A computed tomography scan is often essential for locating the presence and position of the foreign object. Penetration of the ocular tissues causes many complications; the cornea may remain scarred, the iris may remain partially impaired, the crystalline lens may need to be removed, the vitreous may need to be removed, and the retina may have long-term problems.64,166

Many metallic and organic foreign bodies have a high risk for causing intraocular infection and inflammation; therefore, prophylactic treatment with broad-spectrum antibiotics is recommended for all foreign bodies.165 The management of intraocular foreign bodies is determined by “the composition of the foreign body, the mechanical effect of the retained foreign body, and the presence of infection.”165 Foreign materials that are not well tolerated in the eye or have potential for causing secondary damage should be removed when possible. Infection, especially from organic foreign materials, is not successfully treated by antibiotics alone; removal of the object is often necessary. The surgeon must consider the location, composition, and infection issues when determining whether to remove the foreign object and how to accomplish the removal with minimal surgical damage to the ocular tissues.

Perforating injuries from blunt trauma often have a worse prognosis than nonperforating contusions or penetrating foreign objects.

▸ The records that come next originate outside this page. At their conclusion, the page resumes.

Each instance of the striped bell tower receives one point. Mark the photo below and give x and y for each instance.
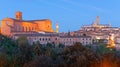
(57, 28)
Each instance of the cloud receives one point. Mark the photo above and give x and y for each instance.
(86, 6)
(63, 7)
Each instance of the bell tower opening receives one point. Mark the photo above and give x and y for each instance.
(19, 15)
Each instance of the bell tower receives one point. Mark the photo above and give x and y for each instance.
(19, 15)
(57, 28)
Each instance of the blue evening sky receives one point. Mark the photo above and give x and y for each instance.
(70, 14)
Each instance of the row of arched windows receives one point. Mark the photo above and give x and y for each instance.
(26, 29)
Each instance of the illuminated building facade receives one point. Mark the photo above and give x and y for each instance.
(18, 25)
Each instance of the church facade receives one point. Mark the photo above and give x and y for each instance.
(18, 25)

The extent of damage to ocular tissues and structures typically is significant when blunt trauma force has caused an open-globe injury. In addition, the scarring from perforating injuries can cause even more extensive damage than the initial injury.166 Management with vitrectomy and other medical and surgical options should be initiated as soon as possible.

Chemical Injuries

Chemical burns (Fig. 7-20) are fairly rare in sports. Swimmers may present with chemosis and irritation from swimming pools that have been chemically treated improperly. Occasionally an athlete may get chalk in his or her eyes from field markings in sports such as football and baseball. These chemical injuries are almost always mild, and meticulous irrigation with water may be the only treatment necessary. If the chemical agent is a solid, scrupulous examination of the fornices is recommended to remove any retained substance.

Figure 7-20. Alkali burn demonstrating corneal burns and conjunctival injection on the day of the accident (A) and complete destruction 7 days after the burn (B). (Reprinted from Kaiser PK, Friedman, NJ: The Massachusetts Eye and Ear Infirmary

illustrated manual of ophthalmology, ed 2, Philadelphia, 2004, WB Saunders.)